A neuroscientist from The University of Queensland (UQ) is collaborating with a South Korean company working with traditional medicine products to determine their effect on the human brain.

Researchers led by Professor Frederic Meunier from UQ’s Queensland Brain Institute (QBI) are collaborating with CNGBio Corporation to understand the effects of ginkgo leaf extract, combined with and without lion’s mane mushroom, on brain cells.

Professor Meunier said lion’s mane mushroom had been widely used as a traditional medicine in Asian countries such as Korea, China, India and Japan, as well as around the world as a health supplement.

With support from CNGBio, he has undertaken research into the combination of ginkgo leaf extract and lion’s mane mushroom and its effect on brain cell outgrowth.

He said preliminary findings, which are not yet published, showed that ginkgo extract and lion’s mane mushroom had a measurable effect on brain cells in laboratory tests.

“Preliminary findings, using cells taken from rats in the laboratory, show that the combined extracts accelerate cell growth in the hippocampal neurons of the brain,” Professor Meunier said.

“This brain cell growth means the neurons develop more frequent and much longer branches.

“These branches are particularly important for brain cells to sense their environment and establish connections with the brain cells around them.”

CNGBio will license the intellectual property resulting from Professor Meunier’s research to further develop potential food products.

The licence deal followed an intellectual property and research collaboration with CNGBio, facilitated by UniQuest, UQ’s main commercialisation company.

UniQuest CEO Dr Dean Moss said the collaboration presented an exciting opportunity.

“This licence is a great outcome from the research partnership into these combined traditional medicine products,” he said.
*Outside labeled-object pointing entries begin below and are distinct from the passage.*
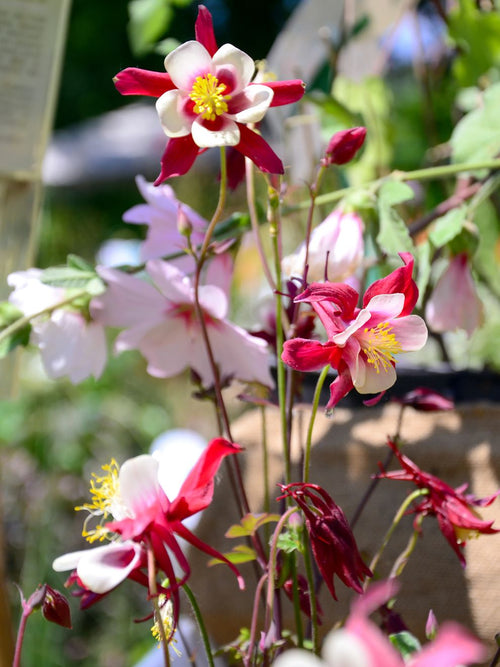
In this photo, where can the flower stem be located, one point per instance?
(429, 173)
(153, 591)
(399, 515)
(201, 625)
(315, 403)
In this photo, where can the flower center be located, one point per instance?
(208, 98)
(380, 346)
(105, 501)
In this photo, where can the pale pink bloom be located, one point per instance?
(160, 321)
(69, 344)
(163, 213)
(454, 303)
(335, 250)
(360, 643)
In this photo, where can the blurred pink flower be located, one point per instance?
(360, 643)
(362, 342)
(206, 98)
(163, 213)
(344, 145)
(161, 322)
(454, 303)
(335, 250)
(70, 344)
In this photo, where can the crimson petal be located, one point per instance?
(198, 487)
(204, 30)
(286, 92)
(253, 146)
(178, 158)
(135, 81)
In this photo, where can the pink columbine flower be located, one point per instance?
(362, 342)
(335, 250)
(165, 217)
(161, 322)
(454, 303)
(361, 643)
(144, 517)
(454, 509)
(206, 98)
(70, 344)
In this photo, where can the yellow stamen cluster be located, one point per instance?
(208, 98)
(105, 492)
(167, 620)
(380, 346)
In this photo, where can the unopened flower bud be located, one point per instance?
(344, 145)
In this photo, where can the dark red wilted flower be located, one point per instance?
(332, 541)
(425, 400)
(453, 508)
(344, 145)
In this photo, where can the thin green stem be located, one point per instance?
(429, 173)
(315, 403)
(397, 518)
(201, 625)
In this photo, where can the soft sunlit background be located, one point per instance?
(52, 434)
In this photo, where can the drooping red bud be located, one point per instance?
(344, 145)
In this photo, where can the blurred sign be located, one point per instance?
(31, 45)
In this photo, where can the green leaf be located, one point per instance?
(476, 136)
(8, 313)
(240, 554)
(393, 235)
(16, 338)
(405, 643)
(250, 523)
(448, 226)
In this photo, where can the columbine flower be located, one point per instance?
(454, 303)
(335, 249)
(165, 214)
(162, 324)
(360, 643)
(69, 343)
(144, 517)
(332, 541)
(207, 98)
(344, 145)
(362, 343)
(453, 508)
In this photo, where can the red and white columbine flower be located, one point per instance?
(362, 342)
(135, 513)
(206, 98)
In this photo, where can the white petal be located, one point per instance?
(227, 135)
(344, 649)
(103, 568)
(139, 483)
(410, 332)
(297, 657)
(186, 62)
(254, 101)
(68, 561)
(230, 62)
(174, 121)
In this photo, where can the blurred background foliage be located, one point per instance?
(53, 435)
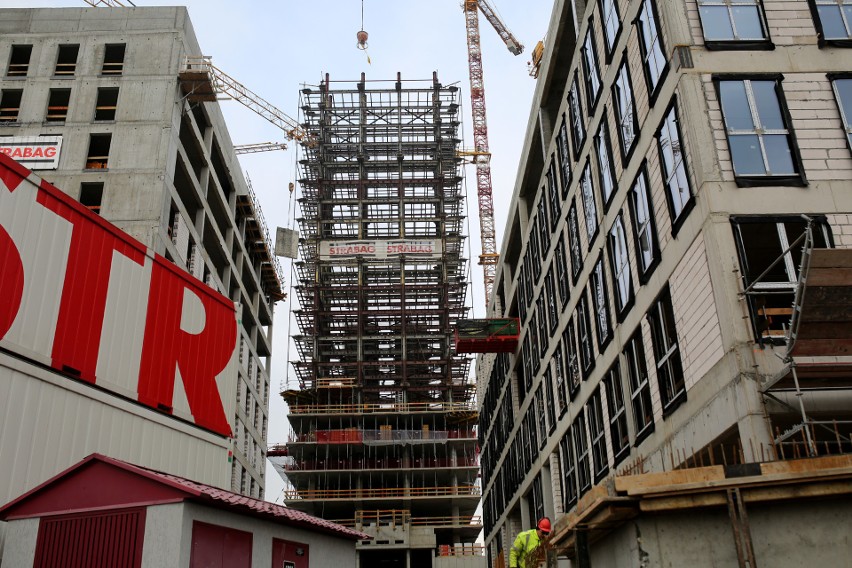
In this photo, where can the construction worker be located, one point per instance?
(526, 542)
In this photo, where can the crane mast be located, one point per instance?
(489, 257)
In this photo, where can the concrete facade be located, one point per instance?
(163, 170)
(574, 406)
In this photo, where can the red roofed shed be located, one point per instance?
(106, 512)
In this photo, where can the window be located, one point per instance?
(106, 104)
(589, 208)
(91, 195)
(600, 302)
(581, 445)
(625, 110)
(584, 336)
(10, 104)
(569, 469)
(611, 23)
(98, 156)
(590, 68)
(66, 60)
(564, 158)
(833, 21)
(594, 410)
(19, 61)
(640, 390)
(551, 408)
(575, 110)
(550, 294)
(644, 230)
(553, 194)
(113, 59)
(843, 93)
(57, 105)
(619, 260)
(651, 44)
(733, 24)
(773, 245)
(666, 353)
(543, 335)
(562, 271)
(618, 434)
(606, 169)
(572, 364)
(679, 195)
(559, 370)
(574, 241)
(542, 415)
(759, 135)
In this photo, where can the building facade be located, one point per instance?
(99, 91)
(676, 157)
(383, 419)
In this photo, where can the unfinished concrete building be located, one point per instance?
(383, 419)
(678, 251)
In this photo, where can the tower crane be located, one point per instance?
(202, 81)
(489, 257)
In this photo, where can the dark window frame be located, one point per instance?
(796, 179)
(653, 84)
(564, 152)
(619, 433)
(574, 248)
(575, 114)
(678, 217)
(626, 148)
(734, 44)
(590, 206)
(610, 42)
(591, 69)
(619, 259)
(671, 379)
(822, 41)
(606, 166)
(845, 113)
(645, 264)
(640, 386)
(600, 303)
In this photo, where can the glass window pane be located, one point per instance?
(778, 154)
(832, 23)
(716, 23)
(735, 105)
(745, 151)
(747, 21)
(768, 109)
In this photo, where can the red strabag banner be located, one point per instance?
(85, 298)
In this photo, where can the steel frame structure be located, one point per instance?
(384, 416)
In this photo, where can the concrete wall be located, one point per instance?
(788, 535)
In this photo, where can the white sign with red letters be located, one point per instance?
(33, 152)
(85, 298)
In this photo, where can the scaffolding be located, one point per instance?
(384, 415)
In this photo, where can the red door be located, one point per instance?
(289, 554)
(219, 547)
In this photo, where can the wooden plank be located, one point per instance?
(644, 482)
(831, 258)
(830, 277)
(822, 348)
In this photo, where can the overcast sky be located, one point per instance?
(275, 48)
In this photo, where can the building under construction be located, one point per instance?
(383, 420)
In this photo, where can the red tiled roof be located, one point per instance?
(202, 493)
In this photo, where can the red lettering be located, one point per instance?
(199, 357)
(12, 283)
(81, 311)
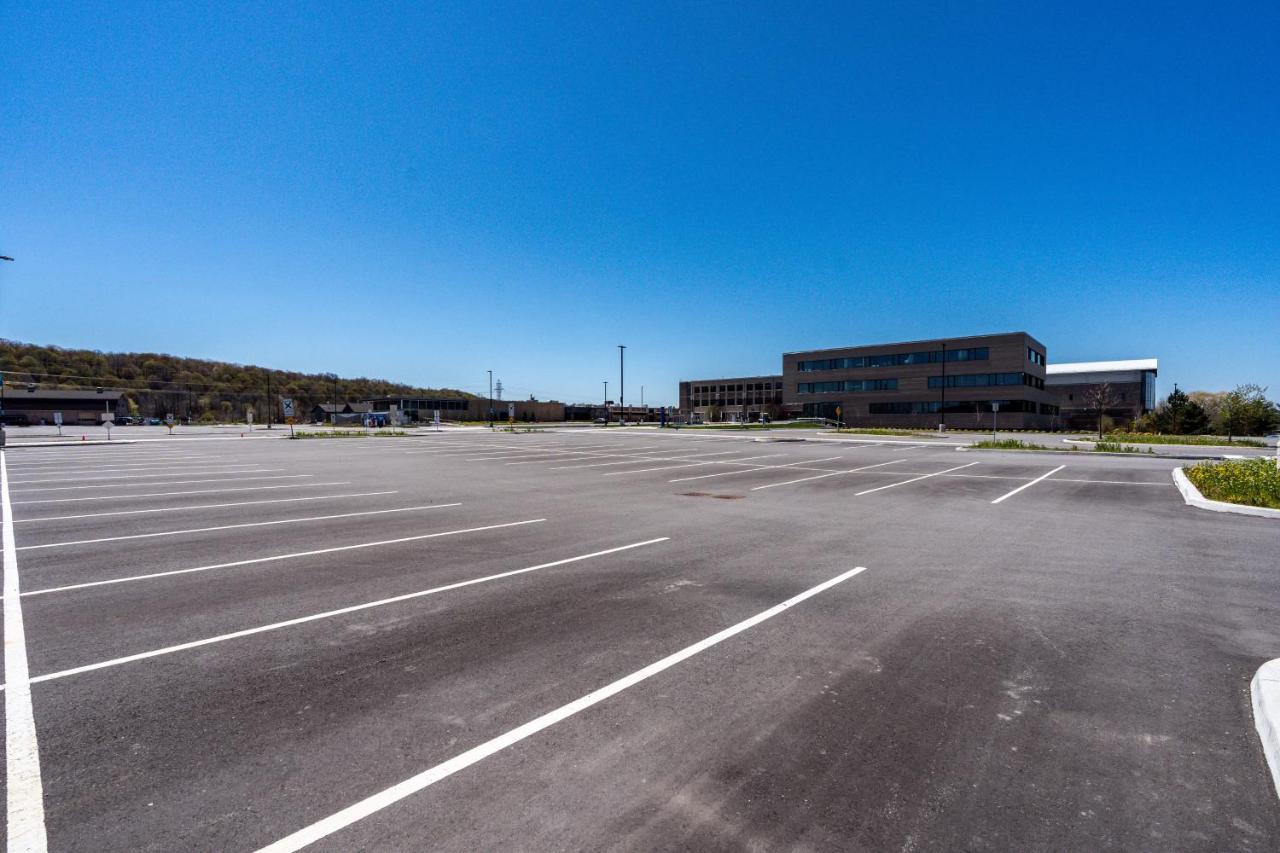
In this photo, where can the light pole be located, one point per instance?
(622, 383)
(3, 437)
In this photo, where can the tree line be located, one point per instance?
(156, 384)
(1242, 411)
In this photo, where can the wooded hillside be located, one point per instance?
(156, 383)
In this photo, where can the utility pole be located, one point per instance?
(3, 437)
(622, 382)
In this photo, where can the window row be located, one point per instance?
(986, 379)
(960, 407)
(929, 356)
(749, 386)
(851, 384)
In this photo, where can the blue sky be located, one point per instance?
(426, 191)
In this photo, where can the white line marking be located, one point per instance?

CNGBio CEO Jaekang Lee said the properties of lion’s mane mushroom had been used to treat ailments and maintain health in traditional Chinese medicine since antiquity.

“It is only now that we are starting to unravel the molecular mechanism of lion’s mane mushroom and its potential beneficial properties,” he said.

“We are delighted to partner with UQ to enable the collaboration with Professor Meunier on this exciting work.”